Speak up, God: Exodus 33:12-23
In the Front Line television documentary “Faith and Doubt at Ground Zero,” an angry man who has lost many friends expresses rage toward God. “I don’t have problems with the Son,” he says, “but I have real problems with the Father.” This denouncement of the first person of the Trinity is evidence that there is still, as there was for the Israelites, an unbridgeable abyss between God and humanity. Even though God has revealed himself fully in Jesus Christ, there is the sense in which God remains hidden.
As I read the dialogue between Moses and Yahweh in the Hebrew scripture, I envy Moses’ intimacy with the Holy One. It is an intimacy that is rare for believers today. The scripture lesson is oddly woven; there are threads of intimacy and distance, threads of the overt freedom of God and the self-limitation of God. The intimacy lies in Yahweh’s longing to be with his people, so much so that Yahweh cohabitates with them in tents and speaks to Moses face to face, as a friend speaks to a friend. Yet Yahweh also places his hand over Moses’ face so that Moses cannot behold his face. And Yahweh extends favor to Moses even as he says, “I will be gracious to whom I will be gracious,” underscoring the freedom of God.
Moses’ third intercession occurs in the “post-calf” period, when he requests that Yahweh once again “go up,” or lead the Israelites out of the pit of idolatrous sin and dwell with them. Yahweh is reluctant to accompany Moses and the Israelites to the land flowing with milk and honey, but when Moses pleads with Yahweh to consider Israel as his people, Yahweh relents. So much for the immutability of God!
The fourth intercession is Moses’ daring, brash demand to see Yahweh’s glory. Moses knows that seeing the glory will be reassurance of Yahweh’s presence. “Show me a sign, a neon sign, anything,” a young woman said to God in a counseling session, when she wanted to know God’s will in an agonizing decision. We want unambiguous signs, but today’s theophanies are more subtle. And yet I wonder, what faith would there be in a world where the Creator intruded so powerfully that we would have no choice but to believe? What freedom would we have if we were coerced into faith?

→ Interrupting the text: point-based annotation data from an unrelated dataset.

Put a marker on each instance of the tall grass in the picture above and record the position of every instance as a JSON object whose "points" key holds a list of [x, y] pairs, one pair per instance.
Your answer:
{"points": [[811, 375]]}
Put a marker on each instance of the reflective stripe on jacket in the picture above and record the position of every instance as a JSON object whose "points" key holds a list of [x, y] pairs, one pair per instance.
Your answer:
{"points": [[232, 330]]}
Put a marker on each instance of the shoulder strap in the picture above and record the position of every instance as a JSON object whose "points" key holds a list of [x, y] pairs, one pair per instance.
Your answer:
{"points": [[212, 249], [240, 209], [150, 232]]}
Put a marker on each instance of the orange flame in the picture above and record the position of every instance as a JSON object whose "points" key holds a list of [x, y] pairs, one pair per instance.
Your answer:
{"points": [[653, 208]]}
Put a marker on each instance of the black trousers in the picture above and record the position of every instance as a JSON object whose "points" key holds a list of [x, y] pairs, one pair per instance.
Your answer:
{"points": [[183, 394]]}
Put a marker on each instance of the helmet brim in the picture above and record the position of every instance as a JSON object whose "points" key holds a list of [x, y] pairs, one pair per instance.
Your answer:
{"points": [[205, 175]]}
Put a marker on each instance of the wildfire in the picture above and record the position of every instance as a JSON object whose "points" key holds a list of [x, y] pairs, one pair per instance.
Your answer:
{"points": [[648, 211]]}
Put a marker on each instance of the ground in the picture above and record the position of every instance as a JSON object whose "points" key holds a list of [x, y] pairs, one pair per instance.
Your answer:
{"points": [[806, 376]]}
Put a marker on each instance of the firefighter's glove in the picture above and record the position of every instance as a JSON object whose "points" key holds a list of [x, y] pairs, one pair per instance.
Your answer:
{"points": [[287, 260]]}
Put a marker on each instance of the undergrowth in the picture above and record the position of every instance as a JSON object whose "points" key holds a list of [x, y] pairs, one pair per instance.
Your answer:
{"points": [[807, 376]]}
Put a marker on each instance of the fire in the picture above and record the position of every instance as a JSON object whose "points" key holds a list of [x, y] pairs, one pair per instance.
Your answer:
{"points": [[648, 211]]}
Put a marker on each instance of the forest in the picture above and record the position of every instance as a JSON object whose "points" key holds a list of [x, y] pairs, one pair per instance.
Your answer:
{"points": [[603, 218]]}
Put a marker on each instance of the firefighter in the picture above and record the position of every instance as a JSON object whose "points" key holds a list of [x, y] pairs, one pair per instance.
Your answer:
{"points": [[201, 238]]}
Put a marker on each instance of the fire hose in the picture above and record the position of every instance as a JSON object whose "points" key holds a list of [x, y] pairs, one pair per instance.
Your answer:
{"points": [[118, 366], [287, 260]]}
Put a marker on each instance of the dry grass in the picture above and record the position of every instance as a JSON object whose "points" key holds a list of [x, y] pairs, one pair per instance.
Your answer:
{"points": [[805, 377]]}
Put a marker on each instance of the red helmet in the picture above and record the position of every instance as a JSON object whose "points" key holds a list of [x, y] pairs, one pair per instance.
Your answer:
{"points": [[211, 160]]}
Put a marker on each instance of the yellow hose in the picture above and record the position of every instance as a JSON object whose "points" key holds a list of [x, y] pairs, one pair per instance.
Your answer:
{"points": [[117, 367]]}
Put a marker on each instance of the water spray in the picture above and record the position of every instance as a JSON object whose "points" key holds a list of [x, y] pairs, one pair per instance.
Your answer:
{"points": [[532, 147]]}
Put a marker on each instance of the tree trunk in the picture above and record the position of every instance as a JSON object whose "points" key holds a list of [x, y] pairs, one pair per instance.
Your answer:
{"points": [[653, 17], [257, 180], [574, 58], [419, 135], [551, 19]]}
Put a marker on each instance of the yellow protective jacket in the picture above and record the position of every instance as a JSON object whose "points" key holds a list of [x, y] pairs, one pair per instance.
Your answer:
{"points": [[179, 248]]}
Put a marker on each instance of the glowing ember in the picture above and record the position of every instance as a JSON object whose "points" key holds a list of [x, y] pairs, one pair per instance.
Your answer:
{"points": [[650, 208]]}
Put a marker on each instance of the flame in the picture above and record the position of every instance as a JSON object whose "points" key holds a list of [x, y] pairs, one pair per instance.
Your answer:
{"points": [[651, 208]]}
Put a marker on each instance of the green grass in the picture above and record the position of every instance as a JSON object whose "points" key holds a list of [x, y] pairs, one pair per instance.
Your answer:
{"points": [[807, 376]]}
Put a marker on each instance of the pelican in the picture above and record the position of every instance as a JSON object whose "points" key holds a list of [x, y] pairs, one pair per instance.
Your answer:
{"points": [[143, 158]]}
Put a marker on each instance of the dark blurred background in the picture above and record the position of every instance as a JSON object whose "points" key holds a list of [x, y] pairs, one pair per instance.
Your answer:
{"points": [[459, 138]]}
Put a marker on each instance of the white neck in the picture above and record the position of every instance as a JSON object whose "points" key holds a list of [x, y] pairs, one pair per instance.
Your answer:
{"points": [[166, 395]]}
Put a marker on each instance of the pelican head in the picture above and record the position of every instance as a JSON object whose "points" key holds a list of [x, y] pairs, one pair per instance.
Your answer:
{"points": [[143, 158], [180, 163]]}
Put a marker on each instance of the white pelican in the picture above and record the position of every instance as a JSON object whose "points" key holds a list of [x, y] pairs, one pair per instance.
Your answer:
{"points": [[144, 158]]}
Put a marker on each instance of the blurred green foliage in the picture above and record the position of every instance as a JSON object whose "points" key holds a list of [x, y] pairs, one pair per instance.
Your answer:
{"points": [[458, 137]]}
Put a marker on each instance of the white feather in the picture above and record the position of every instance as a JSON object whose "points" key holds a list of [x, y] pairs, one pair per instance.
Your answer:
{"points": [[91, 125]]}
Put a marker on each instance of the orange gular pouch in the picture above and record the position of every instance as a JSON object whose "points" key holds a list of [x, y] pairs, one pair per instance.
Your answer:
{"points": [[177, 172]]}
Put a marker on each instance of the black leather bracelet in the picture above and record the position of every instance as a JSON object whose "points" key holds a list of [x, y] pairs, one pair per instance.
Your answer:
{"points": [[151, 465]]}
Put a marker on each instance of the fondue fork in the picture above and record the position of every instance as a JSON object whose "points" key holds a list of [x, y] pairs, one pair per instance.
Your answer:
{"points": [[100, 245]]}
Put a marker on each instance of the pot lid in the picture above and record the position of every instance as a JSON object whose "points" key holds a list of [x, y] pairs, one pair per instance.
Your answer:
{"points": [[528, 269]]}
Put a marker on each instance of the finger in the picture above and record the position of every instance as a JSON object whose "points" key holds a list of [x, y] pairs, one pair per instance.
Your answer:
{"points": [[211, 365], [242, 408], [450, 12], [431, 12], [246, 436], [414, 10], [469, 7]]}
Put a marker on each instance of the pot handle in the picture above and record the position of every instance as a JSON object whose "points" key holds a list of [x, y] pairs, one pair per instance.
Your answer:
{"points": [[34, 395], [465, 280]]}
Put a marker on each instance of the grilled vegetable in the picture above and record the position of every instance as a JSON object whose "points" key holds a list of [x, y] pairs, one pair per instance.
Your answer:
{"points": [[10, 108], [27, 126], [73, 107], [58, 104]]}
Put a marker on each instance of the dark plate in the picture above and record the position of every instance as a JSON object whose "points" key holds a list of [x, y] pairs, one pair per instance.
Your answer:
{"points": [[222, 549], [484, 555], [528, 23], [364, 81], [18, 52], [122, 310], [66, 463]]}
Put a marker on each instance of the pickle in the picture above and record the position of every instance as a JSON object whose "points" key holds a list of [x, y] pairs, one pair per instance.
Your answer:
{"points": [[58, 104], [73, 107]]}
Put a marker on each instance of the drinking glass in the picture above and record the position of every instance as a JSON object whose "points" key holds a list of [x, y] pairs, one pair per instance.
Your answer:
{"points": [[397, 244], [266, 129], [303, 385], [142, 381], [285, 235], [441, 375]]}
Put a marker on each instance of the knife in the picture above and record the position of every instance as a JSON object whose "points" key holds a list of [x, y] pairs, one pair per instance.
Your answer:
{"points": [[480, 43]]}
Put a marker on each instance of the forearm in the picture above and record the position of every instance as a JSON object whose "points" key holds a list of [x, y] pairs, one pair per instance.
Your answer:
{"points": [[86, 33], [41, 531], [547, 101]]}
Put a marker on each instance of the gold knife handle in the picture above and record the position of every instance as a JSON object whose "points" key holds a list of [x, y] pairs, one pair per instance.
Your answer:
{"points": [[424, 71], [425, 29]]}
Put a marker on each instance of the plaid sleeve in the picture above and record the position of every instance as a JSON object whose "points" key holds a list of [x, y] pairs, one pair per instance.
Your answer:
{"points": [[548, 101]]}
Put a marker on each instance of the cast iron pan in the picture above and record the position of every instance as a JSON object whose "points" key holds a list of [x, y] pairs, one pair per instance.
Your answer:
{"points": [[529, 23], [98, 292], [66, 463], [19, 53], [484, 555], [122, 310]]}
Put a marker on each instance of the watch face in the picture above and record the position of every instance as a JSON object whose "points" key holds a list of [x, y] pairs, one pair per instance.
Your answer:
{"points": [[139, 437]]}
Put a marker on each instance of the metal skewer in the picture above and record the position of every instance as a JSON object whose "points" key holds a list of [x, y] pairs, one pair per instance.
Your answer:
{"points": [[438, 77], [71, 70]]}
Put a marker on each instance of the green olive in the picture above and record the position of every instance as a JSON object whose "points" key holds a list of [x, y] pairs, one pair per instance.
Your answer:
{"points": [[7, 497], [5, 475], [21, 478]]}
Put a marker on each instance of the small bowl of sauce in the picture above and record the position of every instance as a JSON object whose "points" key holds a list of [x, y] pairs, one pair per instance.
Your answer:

Yahweh tells Moses that his face will remain forever hidden, for anyone who sees the face of Yahweh will not live. This statement is often cited as a universal description of the holy otherness and imperceptibility of God, but anyone familiar with other texts will hear the soft whisper of a reply, “Blessed are the pure in heart, for they shall see God” (Matt. 5:8), or “Anyone who has seen me has seen the Father!” (John 14:9). Our inability to see God or, even more, to know God is related to covenant infidelity and covenant betrayal. Yet we hope to live with a beatific vision of God and life even if we cannot see his blinding glory.
Walter Brueggemann suggests that the primary condition for reentering into relationship with God and experiencing his presence following covenant betrayal is the “stripping of ornaments.” We are blinded by “commodity fetishes” and by our assignment of status to ornaments and the material world. Religious vision is found in unfettered simplicity.
God tells Moses that he will be known through proclamation. “I will make all my goodness pass before you, and I will proclaim the name of the Lord before you.” Knowledge of God is facilitated by hearing the word. Sight, it appears, does not tell us much about either divine or human behavior. When someone appears at my office door, I often learn more from the voice than the face, which is frequently a mask.
We cannot return to a pre-calf existence when the fullness of God could be seen more clearly. We are left instead with the task of knowing God through our obedience. Knowledge of God becomes a volitional matter.
“How shall we begin to know who You are if we do not begin ourselves to be something of what You are?” asks Thomas Merton. “We receive enlightenment only in proportion as we give ourselves more and more completely to God by humble submission and love. We do not first see, then act: we act, then see. . . . And that is why the man who waits to see clearly, before he will believe, never starts on the journey.”
We all go through periods in life when, like the Israelites, we feel that the presence of God has been withdrawn. The structure of faith remains, but it feels like an uninhabited structure. When this happens we try to fill the void by buying things or browsing through travel magazines. The void reminds us that God is not at our beck and call and cannot be domesticated by our wishes or demands. When we are in a dilemma or a crisis, we will not always see what God is doing. But years later, we may come to understand the quiet and hidden things God has been doing in our lives.